On the Complexity Reduction of Dense Layers from O(N²) to O(NlogN) with Cyclic Sparsely Connected Layers

机译：循环稀疏连接层将致密层从O（N ^{2 ）还原为O（NlogN）的复杂性}

获取原文

获取原文并翻译 | 示例

页面导航

摘要
著录项
相似文献
相关主题

摘要

In deep neural networks (DNNs), model size is an important factor affecting performance, energy efficiency and scalability. Recent works on weight pruning have shown significant reduction in model size at the expense of irregularity in the DNN architecture, which necessitates additional indexing memory to address non-zero weights, thereby increasing chip size, energy consumption and delays. In this paper, we propose cyclic sparsely connected (CSC) layers, with a memory/computation complexity of O(NlogN), that can be used as an overlay for fully connected (FC) layers whose number of parameters,O(N²), can dominate the parameters of the entire DNN model.
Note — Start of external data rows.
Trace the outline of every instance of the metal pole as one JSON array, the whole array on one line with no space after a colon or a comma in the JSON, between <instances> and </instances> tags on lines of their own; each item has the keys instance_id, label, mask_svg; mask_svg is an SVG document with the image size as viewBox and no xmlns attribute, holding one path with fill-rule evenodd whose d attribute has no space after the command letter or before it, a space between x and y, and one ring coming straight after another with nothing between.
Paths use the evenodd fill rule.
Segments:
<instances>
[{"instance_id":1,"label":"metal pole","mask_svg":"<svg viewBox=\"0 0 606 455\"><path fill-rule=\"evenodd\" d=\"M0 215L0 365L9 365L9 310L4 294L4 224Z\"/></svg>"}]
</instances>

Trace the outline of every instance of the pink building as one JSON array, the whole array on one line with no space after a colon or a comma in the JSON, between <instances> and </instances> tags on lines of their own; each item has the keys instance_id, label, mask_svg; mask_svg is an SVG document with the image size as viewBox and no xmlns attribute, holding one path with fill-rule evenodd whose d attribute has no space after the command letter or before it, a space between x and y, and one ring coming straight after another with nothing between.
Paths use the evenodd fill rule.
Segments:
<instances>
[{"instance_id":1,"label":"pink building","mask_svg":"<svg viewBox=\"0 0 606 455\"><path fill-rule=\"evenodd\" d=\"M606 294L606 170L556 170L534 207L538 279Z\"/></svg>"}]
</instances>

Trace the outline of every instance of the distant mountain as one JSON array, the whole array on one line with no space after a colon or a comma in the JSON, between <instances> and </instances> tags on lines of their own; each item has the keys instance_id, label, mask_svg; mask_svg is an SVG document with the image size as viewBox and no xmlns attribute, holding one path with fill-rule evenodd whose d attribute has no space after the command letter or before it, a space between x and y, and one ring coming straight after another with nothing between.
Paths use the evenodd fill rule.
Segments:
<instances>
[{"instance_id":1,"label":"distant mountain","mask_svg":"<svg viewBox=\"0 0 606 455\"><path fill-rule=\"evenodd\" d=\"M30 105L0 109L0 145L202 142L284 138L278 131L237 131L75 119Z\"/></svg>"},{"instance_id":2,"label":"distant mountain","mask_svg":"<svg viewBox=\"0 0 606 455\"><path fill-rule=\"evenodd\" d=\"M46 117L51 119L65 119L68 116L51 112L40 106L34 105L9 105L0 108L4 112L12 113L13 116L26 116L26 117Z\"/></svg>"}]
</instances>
The CSC layers are composed of a few sequential layers, referred to as support layers, which result in full connectivity between the Inputs and Outputs of each CSC layer. We introduce an algorithm to train models with FC layers replaced with CSC layers in a bottom-up approach by incrementally increasing the CSC layers characteristics such as connectivity and number of synapses, to achieve the desired accuracy given a compression rate. One advantage of the CSC layers is that there will be no requirement for indexing the non-zero weights. Our experimental results using AlexNet on ImageNet and LeNet300100 on MNIST indicate that by substituting FC layers with CSC layers, we can achieve $10imes to~46imes$ compression within a margin of 2% accuracy loss, which is comparable to non-structural pruning methods. A scalable parallel hardware architecture to implement CSC layers, and an equivalent scalable parallel architecture to efficiently implement non-structurally pruned FC layers are designed and fully placed and routed on Artix -7 FPGA and ASIC 65nm CMOS technology for LeNet300100 model. The results indicate that the proposed CSC hardware outperforms the conventional non-structurally pruned architecture with an equal compression rate by $sim2imes$ in power, energy, area and resource utilization when running at the same frequency.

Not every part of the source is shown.